Demonakos describes the origin of ECCC as a reaction to other comic cons—and a desire for improvement. In the early 2000s, Seattle only had Seattle ComiCard Conventions, small, 400-person events in KeyArena that, Demonakos says, never seemed to satisfy anyone attending. But it wasn’t necessarily size he was after; it was substance. “We all wanted it to be better—so I started talking with people, wondering if we should start our own con. How hard could it be?”

So began the process of bringing artists, dealers, exhibitors and merchandisers to the Emerald City. Demonakos called in every connection he had, and the first year drew 2,500 people—and the event broke even. Now, 13 years later, it’s a three-day blitz (with 80,000 attendees anticipated for 2015) bringing in stars such as Stan Lee, creator of Marvel Comics, LeVar Burton of Star Trek fame, The Walking Dead’s Dave Stewart and Stefano Gaudiano, and Homeland’s Morena Baccarin.

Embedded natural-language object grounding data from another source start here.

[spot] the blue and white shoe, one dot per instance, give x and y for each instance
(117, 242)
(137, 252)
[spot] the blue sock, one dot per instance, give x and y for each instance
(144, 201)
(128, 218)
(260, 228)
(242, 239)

The atrium of the Convention Center is a popular spot for photo opps with costumed characters

Another contributor to the convention’s growing popularity is the visual feast that is cosplay. For the uninitiated, cosplay—short for costume play—is a type of performance art in which people dress up, often elaborately, as their favorite characters to be admired, have their pictures taken with fans (all you have to do is ask), start conversations and compare approaches to costume construction. And construction is the operative word: Most of the costumes are not of the “pick up a few things at Value Village” variety, but rather labor-intensive, handcrafted costumes made with special materials by professional, seasoned cosplayers that take weeks or months to construct. In fact, some say ECCC should be renamed Emerald City Costumecon because of the mass amounts of playful dress-up fervor exhibited during the weekend.

“ECCC has created a healthy environment that attracts cos-players,” says Kristen Jensen, cofounder of Seattle-based Comic Book Characters for Causes, which raises money for children in need. She says the local cosplay community has a life of its own, but “celebrates ECCC as being their biggest event of the year.” Duffy Boudreau, a Seattle comic book author who writes the series Halo: Escalation for Dark Horse Comics, uses the thriving cosplay scene at ECCC to get people outside his professional circle interested in attending. “I certainly have used the hook of seeing cosplay to rope friends and family members into attending the con,” he says. “You can get your picture taken with a storm trooper!”

Demonakos says cosplay at ECCC is something that’s happened organically. “Little by little, the community has built up,” he says. Now, cos-players make up nearly 15 percent of attendees, who, like Jensen, create well-conceived, movie-set-quality costumes and come to ECCC to share their work—from Spider-Man to She-Hulk—and participate in the con’s spirited costume contest on Saturday night.

Given the ever-expanding ticket sales, it’s clear that ECCC is as relatable to the mainstream as the comic books, games, movies and shows that fuel it. Says Rahner, “If you thought it was just man-child nerds with poor hygiene, like the Simpsons comic guy, you’re way out of the loop.”